将子查询更改为含有max/min的子查询后，再结合使用MAX/MIN的改写，可减少改写前对内表的多次扫描, 举例如下；

select c1 from t1 where c1 > any(select c1 from t2);
<==>
select c1 from t1 where c1 > any(select min(c1) from t2);

结合MAX/MIN的改写后, 可利用t2.c1的主键序将limit 1直接下压到table scan，将min值输出，执行计划为：

explain select c1 from t1 where c1 > any(select c1 from t2)\G;
*************************** 1. row ***************************
Query Plan: ===================================================
|ID|OPERATOR        |NAME          |EST. ROWS|COST|
---------------------------------------------------
|0 |SUBPLAN FILTER  |              |1        |73  |
|1 | TABLE SCAN     |t1            |1        |37  |
|2 | SCALAR GROUP BY|              |1        |37  |
|3 |  SUBPLAN SCAN  |subquery_table|1        |37  |
|4 |   TABLE SCAN   |t2            |1        |36  |
===================================================
Outputs & filters:
-------------------------------------
  0 - output([t1.c1]), filter([t1.c1 > ANY(subquery(1))]),
      exec_params_(nil), onetime_exprs_(nil), init_plan_idxs_([1])
  1 - output([t1.c1]), filter(nil),
      access([t1.c1]), partitions(p0)
  2 - output([T_FUN_MIN(subquery_table.c1)]), filter(nil),
      group(nil), agg_func([T_FUN_MIN(subquery_table.c1)])
  3 - output([subquery_table.c1]), filter(nil),
      access([subquery_table.c1])
  4 - output([t2.c1]), filter(nil),
      access([t2.c1]), partitions(p0),
      limit(1), offset(nil)

外连接消除

外连接操作可分为左外连接，右外连接和全外连接，连接过程中，外连接左右顺序不能变换，这使得优化器对连接顺序的选择受到限制。外连接消除是指将外连接转换成内连接，从而可以提供更多可选择的连接路径，供优化器考虑。
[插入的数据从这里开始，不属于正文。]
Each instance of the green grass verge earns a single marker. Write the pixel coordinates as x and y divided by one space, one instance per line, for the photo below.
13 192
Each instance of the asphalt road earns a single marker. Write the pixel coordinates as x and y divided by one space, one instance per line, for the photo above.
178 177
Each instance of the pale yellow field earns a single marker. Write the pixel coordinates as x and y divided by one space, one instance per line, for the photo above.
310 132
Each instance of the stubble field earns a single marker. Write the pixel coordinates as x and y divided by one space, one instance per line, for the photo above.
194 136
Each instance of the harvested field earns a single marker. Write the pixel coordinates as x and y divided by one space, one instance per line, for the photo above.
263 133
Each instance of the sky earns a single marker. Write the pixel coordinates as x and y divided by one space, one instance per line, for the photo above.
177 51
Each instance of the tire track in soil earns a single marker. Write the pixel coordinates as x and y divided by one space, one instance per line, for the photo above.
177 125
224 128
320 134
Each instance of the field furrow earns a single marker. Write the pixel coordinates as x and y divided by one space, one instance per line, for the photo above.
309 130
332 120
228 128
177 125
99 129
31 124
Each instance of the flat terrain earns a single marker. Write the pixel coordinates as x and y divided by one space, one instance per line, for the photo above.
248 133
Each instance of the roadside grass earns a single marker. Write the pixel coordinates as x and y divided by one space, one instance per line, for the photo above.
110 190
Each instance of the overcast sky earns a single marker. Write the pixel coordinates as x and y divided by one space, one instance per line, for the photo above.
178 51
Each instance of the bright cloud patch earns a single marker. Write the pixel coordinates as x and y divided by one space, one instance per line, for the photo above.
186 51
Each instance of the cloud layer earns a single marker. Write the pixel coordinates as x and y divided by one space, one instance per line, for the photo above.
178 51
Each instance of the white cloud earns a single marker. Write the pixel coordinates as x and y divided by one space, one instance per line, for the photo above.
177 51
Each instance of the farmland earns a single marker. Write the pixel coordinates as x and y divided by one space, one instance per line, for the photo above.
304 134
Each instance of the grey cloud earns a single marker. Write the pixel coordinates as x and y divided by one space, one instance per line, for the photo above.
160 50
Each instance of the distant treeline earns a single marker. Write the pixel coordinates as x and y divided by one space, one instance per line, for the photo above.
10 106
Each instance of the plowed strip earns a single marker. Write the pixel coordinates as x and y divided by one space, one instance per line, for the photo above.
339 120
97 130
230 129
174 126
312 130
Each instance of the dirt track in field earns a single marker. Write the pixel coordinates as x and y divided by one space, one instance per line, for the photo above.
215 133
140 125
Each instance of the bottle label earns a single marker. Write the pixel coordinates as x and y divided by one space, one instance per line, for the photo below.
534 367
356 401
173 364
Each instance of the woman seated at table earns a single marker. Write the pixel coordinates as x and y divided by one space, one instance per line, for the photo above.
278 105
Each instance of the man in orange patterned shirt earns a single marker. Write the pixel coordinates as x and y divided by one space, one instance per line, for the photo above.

进行外连接消除，需要存在“空值拒绝条件”，即where条件中，存在当内表生成的值为null时，使得输出为false的条件。例如：

select t1.c1, t2.c2 from t1 left join t2 on t1.c2 = t2.c2

这是一个外连接，在其输出行中t2.c2可能为null。如果加上一个条件t2.c2 > 5，则通过该条件过滤后，t2.c1输出不可能为NULL，从而可以将外连接转换为内连接。

select t1.c1, t2.c2 from t1 left join t2 on t1.c2 = t2.c2 where t2.c2 > 5
<==>
select t1.c1, t2.c2 from t1 inner join t2 on t1.c2 = t2.c2 where t2.c2 > 5

简化条件改写

having条件消除

如果查询中没有聚集操操作及group by则having可以合并到where条件中，并将having条件删除，从而可以将having条件在where条件中同一管理优化，并进行进一步相关优化。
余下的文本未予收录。